ClimateWire is admittedly a niche publication geared to the well-informed lobbyists and regulators of the DC beltway or those working within economic sectors attuned to climate change debates. But, as demonstrated by The Washington Post’s piece on the Outer Banks, the arcana of insurance policy might become a headline-grabbing beat when linked to specific economic risks in any given region in the country.
And insurance companies aren’t just evaluating coastal and flood-prone areas; farmers in America’s heartland benefit from crop insurance and federal disaster relief when their fields wither under extended droughts and heat waves. If Fialka is right, it could even become a beat for an enterprising health reporter. “In the case of cities and heat waves, I suppose health-insurance companies could rate health risks,” he says, noting that the shortage of trees in Louisville, KY, exacerbated its heat problem. “Health insurers could say this is an unhealthy community likely to have a lot of heat-related deaths and sickness and rates have to go up unless you guys plant some trees.
“There are a lot of opportunities to cover the business and economics of this, and there will be more as climate change gets worse,” says Fialka.
But he warns that it’s a difficult story to tell not only because of the industry’s press-shy disposition. “They’re a peculiar entity because there’s not much federal regulation of the industry; they’re governed by insurance commissioners in 50 states,” says Fialka.

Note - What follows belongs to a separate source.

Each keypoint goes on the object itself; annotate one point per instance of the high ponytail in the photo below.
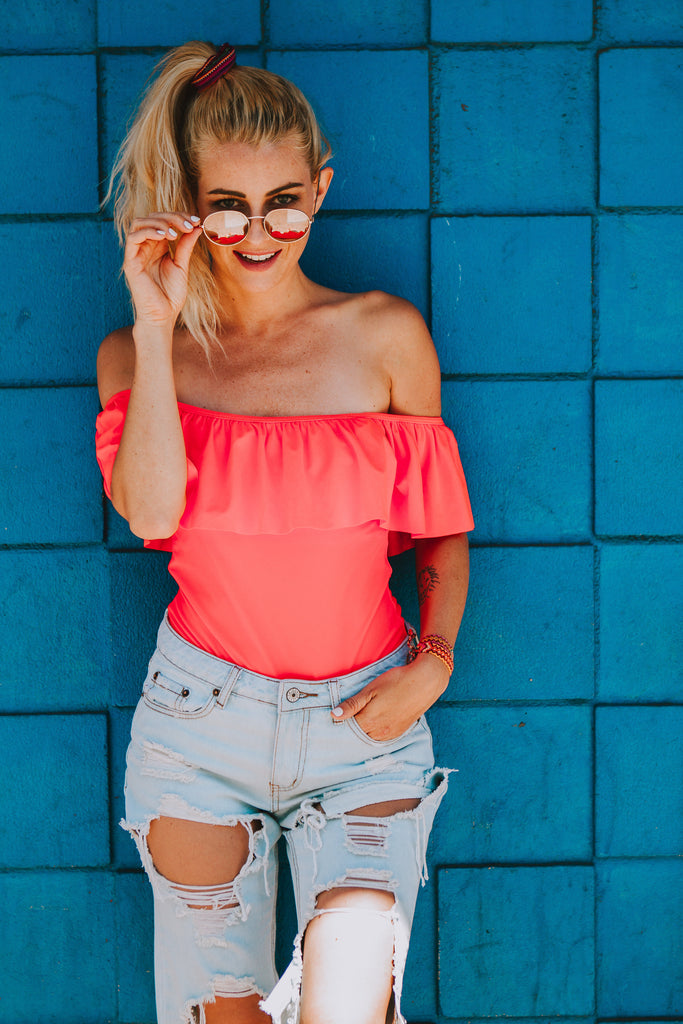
(156, 168)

“There’s a need on the industry’s part to be better communicators and there’s a need on the part of reporters to pay more attention to it—how it works, how it should work.”
Next Generation’s Lewis, who served as communications director on the “Risky Business” team, says that members of the project’s committee will continue to talk about climate change. Former Housing and Urban Development Secretary Henry Cisneros is active in the real estate investment sector, and Gregory Page, executive chairman of the board of Cargill, Inc., the nation’s largest privately held corporation, wields influence in the world of agriculture and commodities trading. Both intend to discuss climate change frequently and try to influence editorial boards, says Lewis.
“Members of the Risk Committee will stay engaged, reinforcing the notion that climate change is a business story,” he says. “Business desks are starting to see this as their story. Science is in the rearview mirror.”